16 dezembro 2006

Quaresma no Natal

Vem o Natal e temos Quaresma. O “Harry Potter”, o Quaresma dos golos exuberantes de técnica e dignas obras de arte, além das “assistências” mortíferas. O Quaresma fantasista, mágico, desequilibrador, decisivo, Pai Natal de grande barriga que arrebata os admiradores de barriga cheia. O Porto dependente dele, é outra perspectiva muito em voga: se não fosse ele o líder se calhar seria outro. Quaresma que foi só em Novembro declarado jogador do mês pelo Sindicato dos Jogadores (SJ), cujo critério de excelência (supõe-se) o relegou para segundo plano atrás de Simão no mês anterior sem ter-se percebido a razão.

Santo ou demónio?

Quaresma, fora de quadra própria, nesta época de fim de ano é santificado pelos portistas. Para os adversários é um demónio, ainda que muitos adeptos menos atreitos a avaliar a sua imensa capacidade de improvisação – ele que gosta de “jogar no risco e não ser igual aos outros” de cuja massa não se distinguiria – apouquem tanto o seu papel que só a custo aceitaram a sua última convocação para a Selecção – porque, entretanto, convenceu também os mais cépticos que, em cor clubística, têm só uma tonalidade e um nome.

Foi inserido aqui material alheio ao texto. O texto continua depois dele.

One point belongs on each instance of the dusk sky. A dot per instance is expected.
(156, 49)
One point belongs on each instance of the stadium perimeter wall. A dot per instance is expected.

O FC Porto depende de Quaresma, dizem os distraídos. Invisível no primeiro mês de campeonato, a justificar a sua ausência da Selecção alegadamente a renovar (e apressadamente assumida quando a velha guarda não assegurou êxitos de monta), não deixou sequer de ser titular. Um ano antes, a titularidade só a arrancou depois da derrota caseira com o Benfica. Por esta altura, tinha 3 golos e acabou a época com 5 na Liga. Marcou ao Rio Ave em arco com o “pé trocado” a desfazer o 0-0 e abreviar o 3-0 nos 10’ finais. Estourou de primeira (grande centro de Ibson da linha) em Paços de Ferreira. E em Guimarães fez o mais belo golo de todo o campeonato: troca de pés frente a Svärd, flectiu para o meio e, sem Medeiros tapar, do bico da área, sobre a esquerda, o remate em arco, bola a sobrevoar Nilson e a pingar na “gaveta” superior mais distante. Foi antes da interrupção natalícia, quando o FC Porto se abotou com Helton e Adriano apenas, naquele período balsâmico em que os plantéis necessitados se reforçam mediante voos transatlânticos, e comparáveis à heroicidade de Sacadura Cabral em 1922, e defendidos por chapadas impostas por vigilantes privados de um qualquer aeroporto recôndito onde não se vê a Polícia…

Marca da época passada

Quaresma vai com 5 golos, agora, a marca de cada uma das duas épocas no Dragão. Mais um a estrear-se, em Moscovo, na Europa onde foi um “assistente” especial para mais 8 golos da equipa num grupo só de vencedores de eurotaças. Na Liga, começou a marcar (Leiria), “estacionou” em Setembro e em Outubro deu força e jeito ao descolar vitorioso do líder: golo em Alvalade e o soberbo golo (para todo o ano) ao Benfica, com menos ângulo depois de tirar Nélson do caminho como fez com Svärd. Um golo de impacto pelo adversário que era e na 1ª parte galáctica da equipa que luzia o que então se dizia ser o astro maior, Anderson, susceptível de eclipse por um qualquer pedregulho helénico catalogado de feito cósmico noutra galáxia menos visível.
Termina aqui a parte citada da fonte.